The petitioner contends that the joint bank account was a joint tenancy; that the property purchased with funds drawn by him from such account is held in joint tenancy, even though title to the property was taken solely in his name; and that the income from such property is their joint income.

'Respondent contends that the property in question is community property and that the income derived therefrom is taxable to the petitioner.

Under the presumption which arises by virtue of section 164 of the Civil Code of California, all property acquired after marriage by either husband or wife or both (except that acquired as separate property) is community property. This presumption can be overcome, however, by evidence which establishes that the property is held as joint tenants.

The essentials of a joint tenancy are unity of title, unity of interest, unity of time, and unity of possession. (33 Corpus Juris, 907.) Section 683 of the Civil Code of California defines a joint interest as one owned by several persons in equal shares by a title created by a single will or transfer, when expressly declared in the will or transfer to be a joint tenancy. This provision, in so far as it applies to personal property, was construed in In re Harris’ Estate, 169 Cal. 725; 148 Pac. 967. It was there held that personal property may be held in joint tenancy and, in the absence of any code provision requiring the execution of a writing to transfer personal property, a joint tenancy may be created by an oral agreement by which title thereto is transferred to two persons as joint tenants. In the Harris case, the husband and wife in the early years of their marriage, had entered into an oral agreement that all property acquired by them after marriage would be held as joint tenants. The court held that the personal property acquired after marriage was held in joint tenancy under such agreement. In California, therefore, personal property may be held in joint tenancy when acquired under an oral agreement expressly declaring that such property will be held in joint tenancy.

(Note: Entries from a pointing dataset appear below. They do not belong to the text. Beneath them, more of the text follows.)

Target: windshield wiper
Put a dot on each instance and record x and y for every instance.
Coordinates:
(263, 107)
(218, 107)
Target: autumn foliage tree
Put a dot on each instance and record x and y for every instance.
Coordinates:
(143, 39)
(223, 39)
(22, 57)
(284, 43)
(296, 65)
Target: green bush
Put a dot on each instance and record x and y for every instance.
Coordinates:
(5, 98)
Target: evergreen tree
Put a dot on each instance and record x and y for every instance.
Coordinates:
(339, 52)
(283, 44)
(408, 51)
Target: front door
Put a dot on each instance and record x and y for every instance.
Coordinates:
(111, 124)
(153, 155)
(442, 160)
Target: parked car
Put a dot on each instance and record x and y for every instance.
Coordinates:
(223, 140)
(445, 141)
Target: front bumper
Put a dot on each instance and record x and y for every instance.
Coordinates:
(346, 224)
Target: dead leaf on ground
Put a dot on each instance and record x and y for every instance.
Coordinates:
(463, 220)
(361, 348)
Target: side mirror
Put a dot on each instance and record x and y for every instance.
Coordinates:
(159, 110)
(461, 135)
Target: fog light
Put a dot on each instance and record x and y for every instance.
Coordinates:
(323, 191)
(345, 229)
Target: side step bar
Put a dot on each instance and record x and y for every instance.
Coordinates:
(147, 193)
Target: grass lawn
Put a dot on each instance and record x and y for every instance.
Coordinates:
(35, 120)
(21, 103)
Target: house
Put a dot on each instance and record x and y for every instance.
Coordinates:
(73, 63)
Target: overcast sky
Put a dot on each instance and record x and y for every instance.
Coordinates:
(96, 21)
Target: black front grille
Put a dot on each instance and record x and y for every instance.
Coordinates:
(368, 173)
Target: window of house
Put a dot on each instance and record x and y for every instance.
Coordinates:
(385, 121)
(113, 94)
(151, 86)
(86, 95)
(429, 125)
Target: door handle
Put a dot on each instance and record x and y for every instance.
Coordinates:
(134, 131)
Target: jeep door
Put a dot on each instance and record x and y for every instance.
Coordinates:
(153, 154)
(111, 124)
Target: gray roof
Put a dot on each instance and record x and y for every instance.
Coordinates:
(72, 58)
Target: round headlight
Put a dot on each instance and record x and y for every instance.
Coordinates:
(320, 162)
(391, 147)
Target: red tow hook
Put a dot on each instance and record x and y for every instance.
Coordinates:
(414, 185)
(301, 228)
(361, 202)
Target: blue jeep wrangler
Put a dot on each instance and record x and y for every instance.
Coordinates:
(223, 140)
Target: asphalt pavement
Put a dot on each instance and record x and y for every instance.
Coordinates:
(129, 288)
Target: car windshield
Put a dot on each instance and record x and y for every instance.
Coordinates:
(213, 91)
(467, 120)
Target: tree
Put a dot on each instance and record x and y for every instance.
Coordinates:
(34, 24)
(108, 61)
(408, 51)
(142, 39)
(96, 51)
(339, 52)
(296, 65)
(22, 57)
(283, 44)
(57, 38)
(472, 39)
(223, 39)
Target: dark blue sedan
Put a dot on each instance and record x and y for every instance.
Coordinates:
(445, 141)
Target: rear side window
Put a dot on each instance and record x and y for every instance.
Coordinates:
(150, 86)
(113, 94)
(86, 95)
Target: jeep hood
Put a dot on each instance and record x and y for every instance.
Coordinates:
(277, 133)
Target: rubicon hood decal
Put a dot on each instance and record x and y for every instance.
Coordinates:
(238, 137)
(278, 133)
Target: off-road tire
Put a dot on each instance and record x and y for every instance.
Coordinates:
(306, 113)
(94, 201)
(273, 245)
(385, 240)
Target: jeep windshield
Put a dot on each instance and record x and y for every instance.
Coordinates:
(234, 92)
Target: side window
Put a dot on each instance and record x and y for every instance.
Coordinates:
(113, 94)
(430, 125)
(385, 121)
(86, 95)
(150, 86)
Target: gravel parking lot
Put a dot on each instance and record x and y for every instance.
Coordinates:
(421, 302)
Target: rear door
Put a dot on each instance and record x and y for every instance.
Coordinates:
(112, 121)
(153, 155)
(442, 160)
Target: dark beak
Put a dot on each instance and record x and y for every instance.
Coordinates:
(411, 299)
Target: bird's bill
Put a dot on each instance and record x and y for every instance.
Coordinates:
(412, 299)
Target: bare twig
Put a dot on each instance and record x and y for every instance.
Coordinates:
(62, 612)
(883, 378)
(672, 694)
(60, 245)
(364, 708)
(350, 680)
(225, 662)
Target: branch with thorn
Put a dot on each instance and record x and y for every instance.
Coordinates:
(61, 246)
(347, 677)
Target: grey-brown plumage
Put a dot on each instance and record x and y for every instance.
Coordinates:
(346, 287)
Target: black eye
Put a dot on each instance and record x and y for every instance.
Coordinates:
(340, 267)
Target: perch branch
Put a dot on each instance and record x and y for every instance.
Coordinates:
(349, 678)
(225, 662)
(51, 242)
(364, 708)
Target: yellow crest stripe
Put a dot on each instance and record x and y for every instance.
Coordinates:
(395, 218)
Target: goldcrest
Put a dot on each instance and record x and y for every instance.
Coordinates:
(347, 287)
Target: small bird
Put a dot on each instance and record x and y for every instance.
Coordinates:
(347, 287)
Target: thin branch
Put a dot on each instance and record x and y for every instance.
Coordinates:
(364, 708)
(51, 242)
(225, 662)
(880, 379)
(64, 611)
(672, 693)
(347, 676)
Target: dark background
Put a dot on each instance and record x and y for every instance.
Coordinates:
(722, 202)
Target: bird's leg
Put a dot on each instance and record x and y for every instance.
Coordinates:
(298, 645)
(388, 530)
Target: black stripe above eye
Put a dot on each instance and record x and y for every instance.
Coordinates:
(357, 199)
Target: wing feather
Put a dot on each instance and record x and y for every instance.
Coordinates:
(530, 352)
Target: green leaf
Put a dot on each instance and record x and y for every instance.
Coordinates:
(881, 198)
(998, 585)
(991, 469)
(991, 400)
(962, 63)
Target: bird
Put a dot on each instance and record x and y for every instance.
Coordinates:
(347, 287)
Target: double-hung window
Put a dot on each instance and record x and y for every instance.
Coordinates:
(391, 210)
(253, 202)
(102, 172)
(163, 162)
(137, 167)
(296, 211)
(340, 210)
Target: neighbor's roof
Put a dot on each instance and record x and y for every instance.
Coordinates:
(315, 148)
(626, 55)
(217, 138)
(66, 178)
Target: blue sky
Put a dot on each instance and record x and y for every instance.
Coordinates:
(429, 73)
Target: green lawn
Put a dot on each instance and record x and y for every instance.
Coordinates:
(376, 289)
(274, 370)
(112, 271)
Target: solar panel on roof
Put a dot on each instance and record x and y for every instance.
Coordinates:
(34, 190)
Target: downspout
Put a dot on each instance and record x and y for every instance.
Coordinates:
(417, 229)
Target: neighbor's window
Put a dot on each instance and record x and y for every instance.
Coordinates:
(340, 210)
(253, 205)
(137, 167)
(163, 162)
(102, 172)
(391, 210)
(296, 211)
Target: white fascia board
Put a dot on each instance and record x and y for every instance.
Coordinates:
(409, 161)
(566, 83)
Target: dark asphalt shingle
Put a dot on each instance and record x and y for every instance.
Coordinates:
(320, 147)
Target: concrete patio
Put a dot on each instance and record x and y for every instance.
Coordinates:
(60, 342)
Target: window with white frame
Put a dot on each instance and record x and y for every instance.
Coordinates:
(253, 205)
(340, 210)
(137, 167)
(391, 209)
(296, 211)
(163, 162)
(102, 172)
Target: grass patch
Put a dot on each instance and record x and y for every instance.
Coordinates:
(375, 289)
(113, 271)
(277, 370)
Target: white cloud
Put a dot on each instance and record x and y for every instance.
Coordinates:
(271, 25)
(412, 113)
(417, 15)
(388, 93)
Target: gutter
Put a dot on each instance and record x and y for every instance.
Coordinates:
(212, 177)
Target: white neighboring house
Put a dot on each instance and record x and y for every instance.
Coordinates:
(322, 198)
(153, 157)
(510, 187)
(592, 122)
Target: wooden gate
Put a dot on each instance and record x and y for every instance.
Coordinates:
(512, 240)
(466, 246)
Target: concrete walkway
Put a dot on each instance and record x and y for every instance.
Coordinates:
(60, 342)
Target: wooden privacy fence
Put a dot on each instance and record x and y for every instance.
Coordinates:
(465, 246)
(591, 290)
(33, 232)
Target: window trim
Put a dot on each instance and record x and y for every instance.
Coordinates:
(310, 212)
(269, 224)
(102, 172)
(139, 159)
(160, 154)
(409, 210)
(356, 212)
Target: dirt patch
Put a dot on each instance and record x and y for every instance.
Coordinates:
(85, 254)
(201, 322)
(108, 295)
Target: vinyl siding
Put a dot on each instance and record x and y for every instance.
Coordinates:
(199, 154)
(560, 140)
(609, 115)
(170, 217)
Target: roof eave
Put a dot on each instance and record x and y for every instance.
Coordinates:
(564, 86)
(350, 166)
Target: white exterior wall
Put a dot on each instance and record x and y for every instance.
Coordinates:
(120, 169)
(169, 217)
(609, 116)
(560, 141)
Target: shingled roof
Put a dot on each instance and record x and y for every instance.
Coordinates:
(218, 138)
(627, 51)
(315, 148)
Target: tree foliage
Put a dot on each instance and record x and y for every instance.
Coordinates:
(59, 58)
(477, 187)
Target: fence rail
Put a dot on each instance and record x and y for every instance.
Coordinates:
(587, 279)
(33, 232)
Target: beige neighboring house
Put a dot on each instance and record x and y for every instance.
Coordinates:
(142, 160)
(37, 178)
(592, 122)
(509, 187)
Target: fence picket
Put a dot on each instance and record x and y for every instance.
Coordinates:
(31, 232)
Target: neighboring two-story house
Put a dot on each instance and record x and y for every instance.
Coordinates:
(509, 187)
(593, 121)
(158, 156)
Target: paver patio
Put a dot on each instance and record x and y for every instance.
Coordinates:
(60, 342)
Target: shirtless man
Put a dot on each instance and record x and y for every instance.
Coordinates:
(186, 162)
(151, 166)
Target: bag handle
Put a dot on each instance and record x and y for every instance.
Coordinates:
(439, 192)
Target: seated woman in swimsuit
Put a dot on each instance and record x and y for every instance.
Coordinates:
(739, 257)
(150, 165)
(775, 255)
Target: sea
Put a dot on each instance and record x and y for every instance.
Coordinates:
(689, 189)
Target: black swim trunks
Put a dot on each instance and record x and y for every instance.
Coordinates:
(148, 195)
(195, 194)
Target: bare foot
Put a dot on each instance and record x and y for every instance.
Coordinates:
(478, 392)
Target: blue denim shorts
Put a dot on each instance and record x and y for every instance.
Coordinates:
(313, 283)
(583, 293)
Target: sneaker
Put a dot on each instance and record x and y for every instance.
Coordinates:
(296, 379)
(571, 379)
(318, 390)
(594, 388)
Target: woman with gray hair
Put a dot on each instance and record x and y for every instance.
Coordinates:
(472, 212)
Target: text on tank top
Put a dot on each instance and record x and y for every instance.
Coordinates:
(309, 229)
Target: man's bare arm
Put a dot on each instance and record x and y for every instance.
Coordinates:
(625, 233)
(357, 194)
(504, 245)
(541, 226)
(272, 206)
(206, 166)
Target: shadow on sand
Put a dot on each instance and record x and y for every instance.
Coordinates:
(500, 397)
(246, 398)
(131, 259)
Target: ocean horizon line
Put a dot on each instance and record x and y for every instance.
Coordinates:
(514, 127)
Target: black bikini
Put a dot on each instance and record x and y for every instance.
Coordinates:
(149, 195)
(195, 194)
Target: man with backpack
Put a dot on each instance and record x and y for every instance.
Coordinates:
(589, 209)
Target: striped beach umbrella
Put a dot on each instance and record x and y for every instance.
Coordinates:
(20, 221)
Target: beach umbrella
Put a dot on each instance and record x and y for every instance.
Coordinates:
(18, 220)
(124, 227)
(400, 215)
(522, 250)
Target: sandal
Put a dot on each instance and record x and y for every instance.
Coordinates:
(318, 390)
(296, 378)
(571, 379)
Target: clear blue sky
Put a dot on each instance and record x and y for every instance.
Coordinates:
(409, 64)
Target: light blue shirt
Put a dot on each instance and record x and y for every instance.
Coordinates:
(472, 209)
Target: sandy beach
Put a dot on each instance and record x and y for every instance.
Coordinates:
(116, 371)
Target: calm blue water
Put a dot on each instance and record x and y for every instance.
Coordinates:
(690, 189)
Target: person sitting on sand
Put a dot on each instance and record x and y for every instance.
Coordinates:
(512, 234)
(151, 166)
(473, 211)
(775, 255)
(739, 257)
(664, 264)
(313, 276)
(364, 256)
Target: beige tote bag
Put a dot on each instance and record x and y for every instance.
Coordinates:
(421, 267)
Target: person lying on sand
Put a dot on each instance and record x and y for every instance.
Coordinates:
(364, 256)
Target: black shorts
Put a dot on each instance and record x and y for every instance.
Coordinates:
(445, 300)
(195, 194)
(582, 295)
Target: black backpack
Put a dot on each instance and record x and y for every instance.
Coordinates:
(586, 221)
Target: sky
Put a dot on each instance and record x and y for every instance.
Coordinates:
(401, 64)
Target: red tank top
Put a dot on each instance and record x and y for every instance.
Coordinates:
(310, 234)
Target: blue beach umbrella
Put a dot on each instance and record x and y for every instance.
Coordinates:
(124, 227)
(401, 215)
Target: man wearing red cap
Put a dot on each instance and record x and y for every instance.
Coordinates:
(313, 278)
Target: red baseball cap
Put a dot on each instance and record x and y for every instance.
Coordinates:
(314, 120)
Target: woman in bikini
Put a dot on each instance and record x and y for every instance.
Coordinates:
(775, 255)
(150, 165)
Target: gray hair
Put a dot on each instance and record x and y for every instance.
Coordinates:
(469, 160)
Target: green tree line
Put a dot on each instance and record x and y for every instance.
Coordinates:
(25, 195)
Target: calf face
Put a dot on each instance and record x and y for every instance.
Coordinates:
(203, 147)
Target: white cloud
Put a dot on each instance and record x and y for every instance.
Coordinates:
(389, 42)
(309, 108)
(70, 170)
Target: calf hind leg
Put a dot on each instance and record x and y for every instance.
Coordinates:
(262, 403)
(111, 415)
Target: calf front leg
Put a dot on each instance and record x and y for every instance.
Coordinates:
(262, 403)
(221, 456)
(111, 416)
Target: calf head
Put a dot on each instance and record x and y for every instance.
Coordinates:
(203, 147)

There was no such agreement in this case, either as to the property from which the income in controversy was derived, or as to the *14deposits in the joint account, but petitioner claims that as the origin of the funds which were used for the purchase of the property in question was funds held in joint tenancy, the joint tenant in whose name the property was taken was charged with a trust in favor of the other joint tenant, which trust was actually carried out and observed by turning back to the joint funds all income received from such investments and all of the proceeds of the investments disposed of.

Each party to a joint bank account subject to the check of either, whether such joint account is held in joint tenancy or not, has a right to check on such account and consequently to use the amount drawn in any way he chooses. The petitioner exercised his right to check on the account and to use the money as he saw fit by purchasing personal property and taking the title in his own name. Such property was in the petitioner’s possession and he received the income from it. Not one of the unities which must exist in order to have a joint tenancy was present. The depositing of the income from such property in the joint account, and the crediting of one-half to his wife on his books, do not evidence the existence of such unities.

The petitioner has failed to show that the property in question was held as joint tenants. The income from the property is taxable to the husband. United States v. Robbins, 269 U. S. 315; Lucas v. Earl, 281 U. S. 111; and Corliss v. Bowers, 281 U. S. 376.

Judgment will be entered for the respondent.